My Ignition historian already has a few months of history, and is configured with default settings of 1 month partitions.

My initial approach was to read the data from the daily CSV files and run all the records through system.tag.storeTagHistory.
Since storeTagHistory allows to insert multiple history records at a time, I assumed going in that I’d have to test the optimal number of records to import per call, but that was just the beginning of my problems.
I eventually found that importing storeTagHistory with many records was more efficient that importing 1 record per call, so I set it to run the import for every 1k records.

My first issue is that the Store & Forward Buffer would fill up really fast and records would get dropped, so I increased the Disk Cache size by quite a bit to 100,000 and tried again.
This time, not only did the Disk Cache fill up again, but the Store & Forward process of writing to the database from the Disk Cache got very slow.
IA Support explained that there are issues with the HyperSQL database getting this large, so we lowered the max size to 25,000 records and added a sleep delay mid script to avoid filling it up.

Next problem was that when importing history, the realtime values would stop historizing.

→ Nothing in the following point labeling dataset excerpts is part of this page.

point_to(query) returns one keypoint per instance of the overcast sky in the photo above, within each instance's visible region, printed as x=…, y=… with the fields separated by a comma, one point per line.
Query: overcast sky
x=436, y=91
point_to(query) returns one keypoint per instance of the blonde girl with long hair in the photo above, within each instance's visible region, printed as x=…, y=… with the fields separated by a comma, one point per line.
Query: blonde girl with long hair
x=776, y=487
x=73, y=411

Which I figured out is because they too have to go through the same Store & Forward engine and will be placed in the back of the large Disk Cache queue.
So, the approach to this was to create a new Historian in my gateway dedicated for importing history.
This seemed to work well, but the throughput was still pretty limited by the single threaded nature of the Store & Forward Engine.
So, I’ve since added 3 more Historian’s in my gateway and my script now loops through to spread the load across all 4, storing 1k tags per connection, and sleeping every 4k tags for a second.

The next problem I ran into is that sometimes my records would get quarantined due to duplicate records.
Because of my previous partially successful attempts to import history, I had some of the records already imported, but couldn’t determine which were already imported and which had failed.
I was hesitant to just wipe the partitions due to the amount of time I had already put, and the amount of execution time on the gateway to get the records that I had so far.
At this point, working with support, I learned of the most frustrating behavior in this whole process.
Regardless of how storeTagHistory is called, Ignition batches multiple records to be inserted to the database per query for performance.
So, if any record in a batch is a duplicate, the entire batch will get quarantined.

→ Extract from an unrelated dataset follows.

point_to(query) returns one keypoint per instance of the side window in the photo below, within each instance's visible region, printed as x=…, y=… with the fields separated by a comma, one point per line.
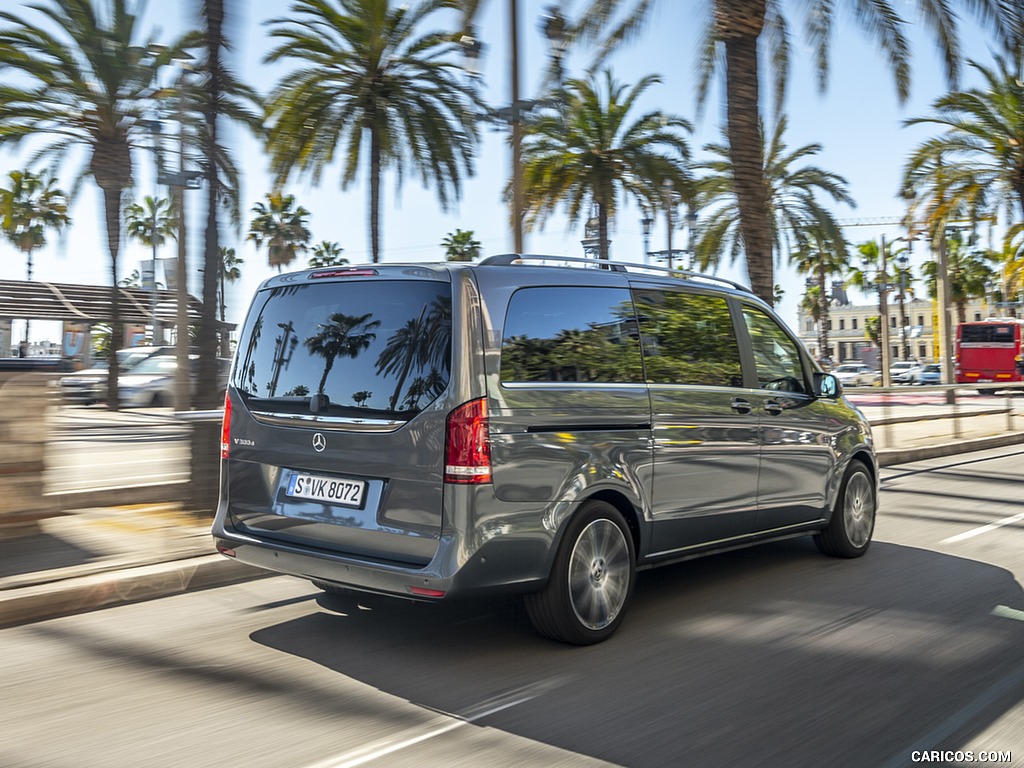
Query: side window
x=775, y=354
x=688, y=338
x=570, y=334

My solution to this issue was to import all of my history to another database table, add a flag to indicate if it had previously been imported, and run a query to join my “history import staging” table with the history partitions and update the flag if it was already in the historian.
My script then imports records from the history import staging table that don’t have the imported flag set.
This seems to be mostly successful, but since that history import staging table is so large, all of the queries are very slow.

All-in-All this seems like a very complex solution for a problem that is fundamental to SCADA and I hope there is something I’m missing.

Thanks for your time.
-Trent

brandon1 · May 22, 2019, 4:54pm

You are importing this history from a different historian correct?
I have been told by Ignition that this process is slow. As in, it can take a week to move the data into Ignition’s tables. I think you are on the right track. The only other alternative I can think of is to write a SQL procedure that can take the data row by row and translate that into the rows you need for the ignition historian. So basically, since you have the tag ids that were generated by system.tag.storeTagHistory, you can let the procedure reference that and then create the monthly tables for you. Then you just insert that massive table into the database using the workbench query tool.

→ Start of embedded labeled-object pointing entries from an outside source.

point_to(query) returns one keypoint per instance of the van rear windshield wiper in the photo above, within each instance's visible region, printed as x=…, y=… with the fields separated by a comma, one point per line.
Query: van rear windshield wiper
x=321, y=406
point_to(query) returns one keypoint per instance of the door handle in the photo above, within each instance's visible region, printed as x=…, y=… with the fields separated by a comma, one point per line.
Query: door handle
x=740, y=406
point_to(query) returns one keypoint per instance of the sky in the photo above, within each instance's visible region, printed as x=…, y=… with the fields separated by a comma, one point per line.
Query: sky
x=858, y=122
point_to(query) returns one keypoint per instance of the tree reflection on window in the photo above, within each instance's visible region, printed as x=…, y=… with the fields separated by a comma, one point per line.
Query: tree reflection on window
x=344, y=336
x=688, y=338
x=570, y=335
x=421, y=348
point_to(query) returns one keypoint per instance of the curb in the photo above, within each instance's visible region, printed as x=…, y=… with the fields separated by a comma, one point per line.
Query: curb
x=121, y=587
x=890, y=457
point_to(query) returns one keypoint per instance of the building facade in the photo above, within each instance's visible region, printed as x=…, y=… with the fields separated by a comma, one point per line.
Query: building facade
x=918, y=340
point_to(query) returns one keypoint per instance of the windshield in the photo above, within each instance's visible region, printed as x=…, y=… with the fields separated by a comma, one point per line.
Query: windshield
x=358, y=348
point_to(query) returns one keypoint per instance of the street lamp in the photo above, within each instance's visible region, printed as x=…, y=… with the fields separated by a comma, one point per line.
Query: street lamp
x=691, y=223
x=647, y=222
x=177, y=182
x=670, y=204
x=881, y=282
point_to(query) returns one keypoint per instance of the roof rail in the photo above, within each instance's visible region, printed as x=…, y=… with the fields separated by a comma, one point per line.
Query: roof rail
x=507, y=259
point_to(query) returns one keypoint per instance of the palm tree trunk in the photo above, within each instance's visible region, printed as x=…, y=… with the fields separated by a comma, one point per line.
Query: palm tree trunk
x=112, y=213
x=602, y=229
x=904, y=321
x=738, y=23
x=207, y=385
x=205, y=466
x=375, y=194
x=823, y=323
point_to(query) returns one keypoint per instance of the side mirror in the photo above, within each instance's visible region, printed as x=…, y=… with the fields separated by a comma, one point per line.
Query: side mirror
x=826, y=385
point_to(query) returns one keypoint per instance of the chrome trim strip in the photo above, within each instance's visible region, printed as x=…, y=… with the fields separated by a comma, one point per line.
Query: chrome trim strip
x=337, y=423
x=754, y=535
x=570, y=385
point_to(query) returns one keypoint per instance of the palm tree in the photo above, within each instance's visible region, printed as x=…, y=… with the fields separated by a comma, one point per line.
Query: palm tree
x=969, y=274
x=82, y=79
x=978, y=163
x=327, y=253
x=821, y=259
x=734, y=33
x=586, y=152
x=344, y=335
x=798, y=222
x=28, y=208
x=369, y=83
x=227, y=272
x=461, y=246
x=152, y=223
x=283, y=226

Kyle_Chase · May 23, 2019, 2:50pm

Hello Trent,
I feel your pain! Here are a few things you could try:

Monitor the S&F system and limit the historical writes in a way that only adds data to the S&F when the queue is below a certain threshold. This would remove the need for the delay.
You can pull data out of the quarantine, and filter out the data that is causing the quarantine. Won’t be overly efficient, but it is doable.
What backend are you using? SQL Server? Have you thought about trying an alternate store? Sales pitch here, but we have a module that is backed by InfluxDB, and we have also done away with the HyperSQL store, and replaced it with a more efficient on disk storage method.

Trent.Boudreaux · May 23, 2019, 3:15pm

Thanks for the response Brandon.
I thought about writing to the partitions directly, but my concern was with the complexity of managing the sqlth_te table and the high risk for breaking something.
I have access to the tag Ids in the queries, but my script currently does not interact with any of the ignition historian tables directly, and instead leverages storeTagHistory to save the history which handles finding the right tag id, adding new tag ids, or extending the retired dates in the sqlth_te table.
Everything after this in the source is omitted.